5 SED pools are created depending on the descriptor sizes. An SED can be a 64
bytes sized descriptor or larger and must be physically contiguous. A kmem
cache pool is created for allocating the software descriptor that manages the
hardware descriptor. The super extended descriptor will take place of extended
descriptor under certain operations and be "attached" to the op descriptor
during operation. This is a new feature for ioatdma v3.3.

Signed-off-by: Dave Jiang <[email protected]>
Acked-by: Dan Williams <[email protected]>
---
drivers/dma/ioat/dma.h | 17 ++
drivers/dma/ioat/dma_v2.h | 2
drivers/dma/ioat/dma_v3.c | 399 ++++++++++++++++++++++++++++++++++++++++--
drivers/dma/ioat/hw.h | 43 ++++-
drivers/dma/ioat/pci.c | 3
drivers/dma/ioat/registers.h | 1
6 files changed, 443 insertions(+), 22 deletions(-)

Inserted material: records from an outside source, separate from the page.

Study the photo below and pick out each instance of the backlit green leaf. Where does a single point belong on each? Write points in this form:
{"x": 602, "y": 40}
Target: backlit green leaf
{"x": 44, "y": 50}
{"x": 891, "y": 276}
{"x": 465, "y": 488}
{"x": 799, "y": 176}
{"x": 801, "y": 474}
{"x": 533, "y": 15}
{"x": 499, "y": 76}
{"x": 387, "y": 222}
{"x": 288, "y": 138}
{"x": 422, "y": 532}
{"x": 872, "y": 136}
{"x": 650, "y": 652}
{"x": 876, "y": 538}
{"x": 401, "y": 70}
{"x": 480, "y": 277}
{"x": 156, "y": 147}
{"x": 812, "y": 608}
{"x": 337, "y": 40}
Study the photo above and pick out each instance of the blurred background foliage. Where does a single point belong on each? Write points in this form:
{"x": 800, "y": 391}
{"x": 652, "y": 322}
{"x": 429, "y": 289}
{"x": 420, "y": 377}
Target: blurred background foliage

diff --git a/drivers/dma/ioat/dma.h b/drivers/dma/ioat/dma.h
index 976eba8..35d7402 100644
--- a/drivers/dma/ioat/dma.h
+++ b/drivers/dma/ioat/dma.h
@@ -81,6 +81,9 @@ struct ioatdma_device {
void __iomem *reg_base;
struct pci_pool *dma_pool;
struct pci_pool *completion_pool;
+#define MAX_SED_POOLS 5
+ struct dma_pool *sed_hw_pool[MAX_SED_POOLS];
+ struct kmem_cache *sed_pool;
struct dma_device common;
u8 version;
struct msix_entry msix_entries[4];
@@ -141,6 +144,20 @@ struct ioat_dma_chan {
u16 active;
};

+/**
+ * struct ioat_sed_ent - wrapper around super extended hardware descriptor
+ * @hw: hardware SED
+ * @sed_dma: dma address for the SED
+ * @list: list member
+ * @parent: point to the dma descriptor that's the parent
+ */
+struct ioat_sed_ent {
+ struct ioat_sed_raw_descriptor *hw;
+ dma_addr_t dma;
+ struct ioat_ring_ent *parent;
+ unsigned int hw_pool;
+};
+
static inline struct ioat_chan_common *to_chan_common(struct dma_chan *c)
{
return container_of(c, struct ioat_chan_common, common);
diff --git a/drivers/dma/ioat/dma_v2.h b/drivers/dma/ioat/dma_v2.h
index e100f64..29bf944 100644
--- a/drivers/dma/ioat/dma_v2.h
+++ b/drivers/dma/ioat/dma_v2.h
@@ -137,6 +137,7 @@ struct ioat_ring_ent {
#ifdef DEBUG
int id;
#endif
+ struct ioat_sed_ent *sed;
};

static inline struct ioat_ring_ent *
@@ -157,6 +158,7 @@ static inline void ioat2_set_chainaddr(struct ioat2_dma_chan *ioat, u64 addr)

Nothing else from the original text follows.